You can see that there technically are two tables here. The first is generally used to judge the quality of the estimated model, the second includes the dependent variable (variable to be explained, the AT6000 in this case) and the independent variables (variable doing the “explaining”, the three macros in this case). So, the first table may not be that interesting, except for one thing. I’ve talked about that 19% of the variance of the AT6000 can be explained by the combination of the three macros - that’s what the “R-Square” of .1893 means.

In the second table, you can see the dependent variable in the upper row and the independent variables in the row thereafter. For us, only the “Coef.” and the “P>|t|” values are important. Remember when I talked about correlations and statistical significance above? It’s the same thing here! “Coef.” basically means how the independent variable we look at relate to the dependent variable AT6000. Fat is positively related, protein and carbs are negatively associated. But, if we look at the “P>|t|”, we have to accommodate for the fact that not all of those values are significant. In general, statisticians rule that every value below certain thresholds are significant values. This value can be .01, .05, or even .1 if you don’t have many observations.
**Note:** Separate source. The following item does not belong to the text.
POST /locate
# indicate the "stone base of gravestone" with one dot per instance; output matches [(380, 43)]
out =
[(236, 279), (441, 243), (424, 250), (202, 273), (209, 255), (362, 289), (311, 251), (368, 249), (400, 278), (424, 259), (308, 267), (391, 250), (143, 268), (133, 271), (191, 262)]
I think in this case, it’s wise to stipulate a cutoff value of .1, because we only have 39 observations and go up, once we arrive at 50+. So we can see that fat and carbs are significant in the model, while protein doesn’t have a clear relationship. Combined with the direction of the relationship of fat (positive) and carbs (negative), that, again, makes sense, doesn’t it?

Statistics isn’t all that complicated, is it? :slight_smile:


(Damon Chance) #444

Awesome explanation. I had inferred the basic interpretation of the polychloric charts but that really cleared it up. Thanks so much for the detailed reply. I’ve taken intro to statistics and business statistics in college but I don’t remember anything about these.


(Nanci O'Connell) #445

@lolo this one works for you? It looks like the Greenwon on Amazon that is $12. If it works for you I’m going to try it!!!